-----Original Message-----
From: Christopher Walker <[log in to unmask]>
Sent: Dec 11, 2003 4:53 PM
To: [log in to unmask]
Subject: Re: Minimalists (was Re: Ives at first hearing)
<snip>
I wasn't talking about influence but complexity. [MW]
<snip>
True enough, but:
- to criticise minimalism for its lack of complexity seems a little
perverse: LaMonte Young's score for Cunningham's *Winterbranch* consisted
of only two notes, if I remember. There have been more complex scores
- the music of the !Kung isn't an influence (as far as I am aware); Riley,
Young & Charlemagne Palestine were influenced by a specific N Indian
musician: Pran Nath. Glass claims influence from Carnatic music, though
(as I hope my post made clear) I'm not impressed by this assertion. The
terms 'analogue' and analogy' figured more than once in my post
What I'd hoped to try to address was your misidentification of 'complexity'
as a marker of good music: '... you wouldn't say, presumably, that *poetry*
is about the deft syntactic ordering of the polysyllable...,' as I put it.
<snip>
Note that I used three very different examples. [MW]
<snip>
My point (choosing salsa for convenience) was that they were irrelevant,
not that they were indistinguishable. They are all, as it happens, notatable
using a standard stave. Early Reich simply isn't. (Cf whichever edition it
is of Harvey Matusow's *Source* magazine that published one of the early
scores, from which you can see how he uses dots to join up the various
rhythmic 'snapshots'.)
<snip>
I've been listening to Indian music since 1960. A lot more interesting
rhythmically than Reich or Glass. [MW]
<snip>
Does this mean that if I say I've been listening to, for example, M S
Subulakshmi or Palghat T S Mani Iyer since 1959, I pluck a year out of the
air, I'll have won?
'Indian music' (which incorporates two major, several subsidiary classical
traditions and an extravagant number of folk traditions) seems to me 'a lot
more interesting rhythmically' than the entire Western canon, or at least a
lot more sophisticated, than the music of most of the rest of the world.

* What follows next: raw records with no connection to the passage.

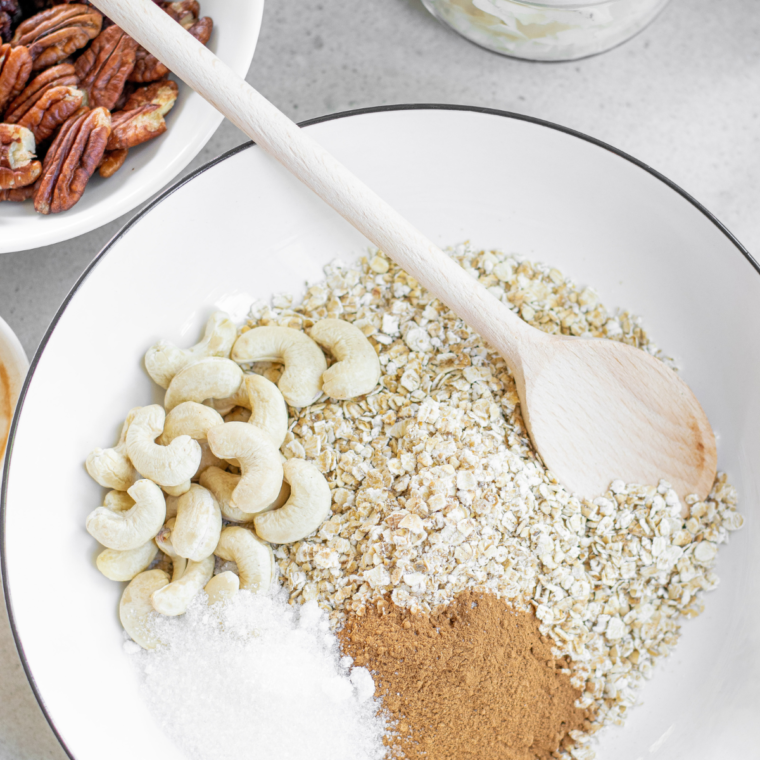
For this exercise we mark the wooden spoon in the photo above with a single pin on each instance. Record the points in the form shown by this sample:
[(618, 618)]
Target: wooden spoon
[(596, 410)]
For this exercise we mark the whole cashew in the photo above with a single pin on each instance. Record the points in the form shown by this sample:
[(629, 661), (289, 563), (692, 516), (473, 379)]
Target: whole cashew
[(189, 418), (171, 506), (260, 465), (170, 465), (176, 491), (222, 587), (135, 609), (128, 530), (111, 468), (222, 484), (238, 414), (304, 361), (125, 565), (118, 501), (269, 412), (198, 524), (175, 598), (305, 510), (225, 405), (164, 360), (213, 377), (164, 543), (357, 369), (253, 557), (193, 419)]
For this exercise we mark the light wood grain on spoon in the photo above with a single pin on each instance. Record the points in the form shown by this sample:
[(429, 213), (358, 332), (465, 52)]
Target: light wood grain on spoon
[(596, 409)]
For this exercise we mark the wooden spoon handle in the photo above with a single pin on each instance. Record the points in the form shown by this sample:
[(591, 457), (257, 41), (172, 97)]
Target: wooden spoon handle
[(315, 167)]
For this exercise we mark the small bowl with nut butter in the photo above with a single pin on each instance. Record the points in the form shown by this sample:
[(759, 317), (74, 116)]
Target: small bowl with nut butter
[(91, 123), (13, 367)]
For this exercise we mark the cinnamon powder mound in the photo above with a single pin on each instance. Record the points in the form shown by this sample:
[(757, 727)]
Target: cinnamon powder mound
[(474, 680)]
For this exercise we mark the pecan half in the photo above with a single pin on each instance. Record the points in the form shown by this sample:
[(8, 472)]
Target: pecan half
[(9, 12), (71, 160), (112, 161), (104, 67), (147, 68), (57, 76), (202, 29), (17, 165), (184, 12), (162, 94), (17, 194), (51, 110), (56, 33), (132, 128), (15, 68)]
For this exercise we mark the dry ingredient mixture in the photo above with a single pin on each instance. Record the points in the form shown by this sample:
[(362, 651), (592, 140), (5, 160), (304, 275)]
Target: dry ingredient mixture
[(436, 488), (257, 678), (476, 680)]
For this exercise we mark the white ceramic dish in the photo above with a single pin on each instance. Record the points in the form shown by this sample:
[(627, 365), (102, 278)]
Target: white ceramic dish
[(152, 165), (499, 180), (13, 368)]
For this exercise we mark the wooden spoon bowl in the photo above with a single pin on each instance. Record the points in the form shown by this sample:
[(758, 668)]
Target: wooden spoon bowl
[(596, 410)]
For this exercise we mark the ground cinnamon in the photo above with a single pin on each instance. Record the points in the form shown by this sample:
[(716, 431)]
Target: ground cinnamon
[(475, 680)]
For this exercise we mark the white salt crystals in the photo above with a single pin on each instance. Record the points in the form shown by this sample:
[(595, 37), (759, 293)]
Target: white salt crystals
[(254, 677)]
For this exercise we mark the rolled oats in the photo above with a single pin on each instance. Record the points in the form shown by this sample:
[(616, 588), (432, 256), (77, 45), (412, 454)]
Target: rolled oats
[(436, 487)]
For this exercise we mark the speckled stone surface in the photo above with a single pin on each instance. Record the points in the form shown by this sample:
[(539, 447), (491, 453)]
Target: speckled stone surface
[(683, 96)]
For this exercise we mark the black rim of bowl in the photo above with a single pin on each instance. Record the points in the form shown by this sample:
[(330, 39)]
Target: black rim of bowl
[(169, 191)]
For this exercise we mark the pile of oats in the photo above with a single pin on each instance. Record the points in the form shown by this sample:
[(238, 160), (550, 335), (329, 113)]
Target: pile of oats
[(436, 486)]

('... put together,' I'm _almost_ tempted to add.) But so what? I still
think it may be possible to compare examples of 'Indian music' with examples
of Reich, Glass, Riley & Young. (I still think it may be possible to like
Dan Flavin without comparing him, adversely, to Rembrandt.)
<snip>
You seem to think that if only we all knew how to listen we'd all like the
same things. [MW]
<snip>
Not so. What prompted my post (and this further response) was a sense that
your criticisms were both too general and misdirected. We happen to agree,
as it happens, on Glass in general and on Reich's *Clapping Music* in
particular. So it's not simply a matter of taste.
CW
__________________________________________
'I might have known you'd choose the easy way'
(Franz Kline's mother)
You're setting up a straw man that last time I looked wasn't me. Permit me to be thoroughy bored by some of the music you like despite the fact that we agree to dislike some other music. To try to justify your own interest at length is merely beside the point. What I can say is god knows I've tried.
Not everyone who likes minimalist music is incapable of listening with pleasure and understanding to other concert music, but I'd guess that the bulk of the audience for minimalism can be so described. Some of those who program classical music added minimalist compositions to the schedule to try to entice in the unwashed. We'll see how many stick for other fare. Concurrently the impresarios scheduled neoromantic garbage to satisfy the subscribers. Even more dreadful.
The keyboard I'm using must have peanut butter in it--I have to pound to get gs and fs, and it's no fun. Hence my brevity.